WCAG Level Issue Category Weight
A Errors 0.81
Warnings 0.25
AA Errors 0.53
Warnings 0.18
AAA Errors 0.33
Warnings 0.07

Up to 30 points can be gained for resolving all issues on a per page basis with different points available depending on what level the page sites within the site structure.

  • Pages at level 1 (i.e. your homepage) with multiple Level A/AA errors.
  • Pages at level 2 with multiple Level A/AA errors.
  • Pages at level 3+ below with multiple Level A/AA errors.

(To learn more about page levels, see article: How does Siteimprove define Page level?)

This table shows the weight of WCAG level issues per page level:

Page Level WCAG Level Issue Weight
Page Level 1 A/AA errors 3.0 / divided among the number of pages
Page Level 2 A/AA errors 6.0 / divided among the number of pages
Page Level 3+ A/AA errors 21.0 / divided among the number of pages

What does the Accessibility Score not include?

  • Issues categorized as reviews: Potential failures to meet best practices or success criteria in the Web Content Accessibility Guidelines (WCAG), which can only be verified with a manual inspection.
  • PDFs with accessibility issues do not impact the sites Accessibility score.

Website Selection

All sites included in this project were collected from publicly available databases.  

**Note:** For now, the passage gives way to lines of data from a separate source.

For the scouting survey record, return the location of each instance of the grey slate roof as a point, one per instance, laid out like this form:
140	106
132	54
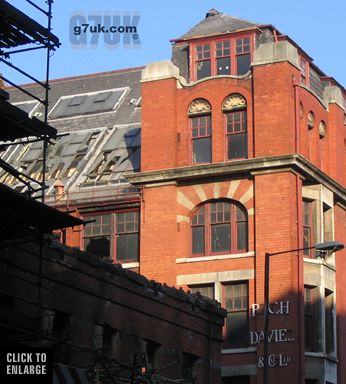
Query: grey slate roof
217	22
98	144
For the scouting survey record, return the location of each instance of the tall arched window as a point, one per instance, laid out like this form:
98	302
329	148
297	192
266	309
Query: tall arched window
234	108
200	121
219	226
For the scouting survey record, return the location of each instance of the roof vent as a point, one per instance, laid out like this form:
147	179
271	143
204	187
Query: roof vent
212	12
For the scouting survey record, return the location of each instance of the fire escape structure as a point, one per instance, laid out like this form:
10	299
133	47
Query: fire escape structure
24	218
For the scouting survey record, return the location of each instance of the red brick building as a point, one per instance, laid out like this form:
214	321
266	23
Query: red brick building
243	152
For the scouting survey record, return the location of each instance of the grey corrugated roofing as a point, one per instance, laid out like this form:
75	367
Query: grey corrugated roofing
217	22
100	145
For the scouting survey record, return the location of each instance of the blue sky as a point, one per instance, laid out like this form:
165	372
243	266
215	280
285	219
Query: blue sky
317	26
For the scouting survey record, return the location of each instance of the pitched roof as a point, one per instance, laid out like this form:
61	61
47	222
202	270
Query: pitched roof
97	118
216	22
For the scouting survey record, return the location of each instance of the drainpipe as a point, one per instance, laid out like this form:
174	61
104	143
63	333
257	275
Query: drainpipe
300	269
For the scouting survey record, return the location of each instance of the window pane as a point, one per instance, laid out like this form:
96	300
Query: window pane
241	236
306	241
220	237
201	150
198	239
243	64
237	329
203	69
99	246
128	246
223	66
237	146
329	321
204	290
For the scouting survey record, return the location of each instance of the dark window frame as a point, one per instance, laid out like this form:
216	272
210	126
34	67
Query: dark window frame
311	327
115	233
213	54
234	222
231	131
308	228
202	56
329	321
207	289
240	306
204	122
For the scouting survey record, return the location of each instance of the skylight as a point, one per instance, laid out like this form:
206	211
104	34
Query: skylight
87	103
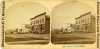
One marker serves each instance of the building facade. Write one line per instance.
(86, 23)
(41, 23)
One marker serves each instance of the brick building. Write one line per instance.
(41, 23)
(86, 23)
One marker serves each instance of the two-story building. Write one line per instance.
(40, 23)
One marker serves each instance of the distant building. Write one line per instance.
(69, 28)
(86, 23)
(40, 23)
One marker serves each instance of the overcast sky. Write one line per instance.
(19, 12)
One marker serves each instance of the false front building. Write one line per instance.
(41, 23)
(86, 23)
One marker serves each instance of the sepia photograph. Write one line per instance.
(26, 23)
(73, 23)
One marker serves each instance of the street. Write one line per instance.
(74, 38)
(27, 38)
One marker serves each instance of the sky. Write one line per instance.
(18, 12)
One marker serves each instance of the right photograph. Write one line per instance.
(73, 22)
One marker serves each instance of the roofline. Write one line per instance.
(38, 15)
(83, 14)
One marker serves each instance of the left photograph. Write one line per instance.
(26, 23)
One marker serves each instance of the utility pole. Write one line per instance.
(98, 18)
(3, 17)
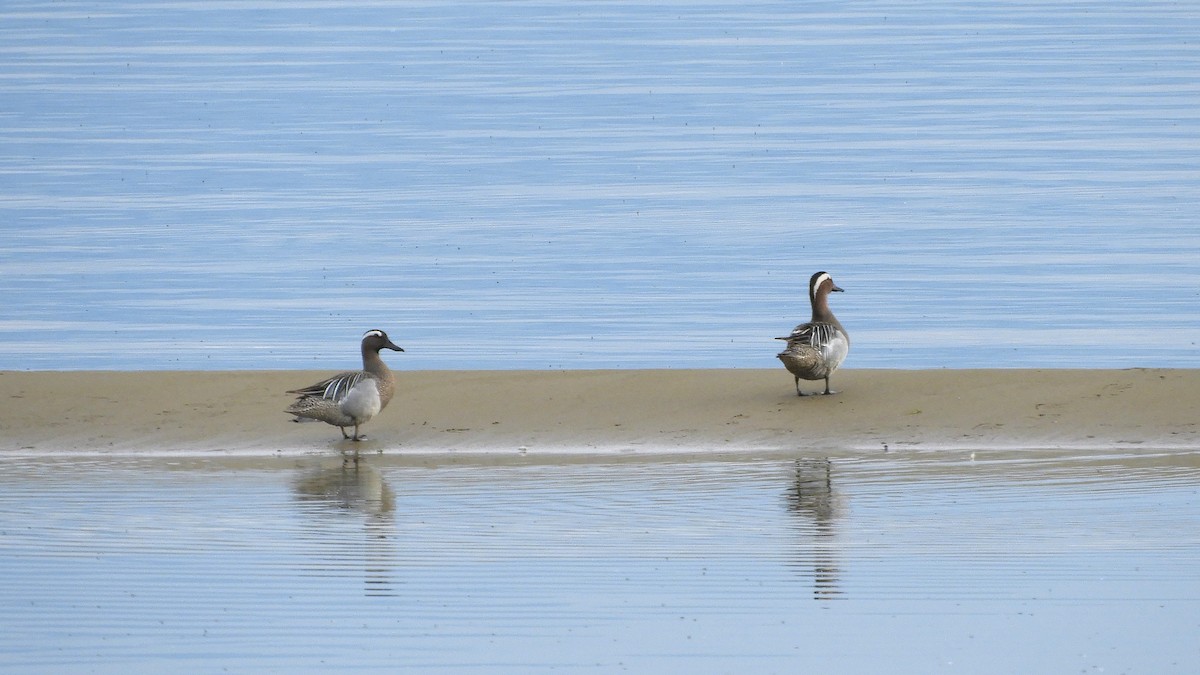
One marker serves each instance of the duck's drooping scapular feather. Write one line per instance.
(351, 399)
(816, 348)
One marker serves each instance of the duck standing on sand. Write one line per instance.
(816, 348)
(351, 399)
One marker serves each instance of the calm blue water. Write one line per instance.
(910, 562)
(228, 185)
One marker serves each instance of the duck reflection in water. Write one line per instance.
(811, 499)
(354, 488)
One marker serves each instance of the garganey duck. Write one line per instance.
(816, 348)
(351, 399)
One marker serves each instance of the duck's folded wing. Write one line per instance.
(334, 388)
(816, 335)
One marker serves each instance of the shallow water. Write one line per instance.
(231, 185)
(1021, 561)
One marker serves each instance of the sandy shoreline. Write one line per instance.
(605, 411)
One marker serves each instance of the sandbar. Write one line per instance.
(606, 411)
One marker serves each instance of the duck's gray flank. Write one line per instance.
(351, 399)
(816, 348)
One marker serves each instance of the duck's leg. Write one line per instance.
(827, 387)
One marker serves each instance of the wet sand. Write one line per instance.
(613, 410)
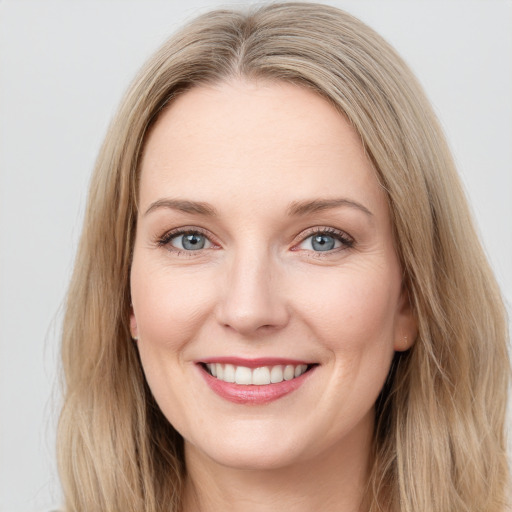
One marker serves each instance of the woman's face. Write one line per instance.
(264, 255)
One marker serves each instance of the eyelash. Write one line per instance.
(347, 242)
(165, 239)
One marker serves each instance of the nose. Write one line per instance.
(253, 301)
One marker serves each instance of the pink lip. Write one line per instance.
(254, 363)
(251, 394)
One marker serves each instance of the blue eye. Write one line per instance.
(190, 241)
(324, 241)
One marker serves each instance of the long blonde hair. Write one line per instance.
(439, 442)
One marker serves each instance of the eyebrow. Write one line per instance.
(298, 208)
(185, 206)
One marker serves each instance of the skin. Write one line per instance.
(253, 151)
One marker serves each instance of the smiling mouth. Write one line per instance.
(259, 376)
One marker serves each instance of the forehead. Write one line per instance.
(255, 140)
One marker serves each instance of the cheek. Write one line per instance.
(351, 309)
(169, 305)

The overall accessibility score of each country is calculated by combining the overall accessibility scores of seven industries within the country:

  1. Education
  2. Financial Services
  3. Government
  4. Healthcare
  5. Manufacturing
  6. Retail
  7. Tourism and Hospitality

For each industry, 100 websites (specific to the industry and based in that country) were randomly selected. The first 500 pages of each website were crawled.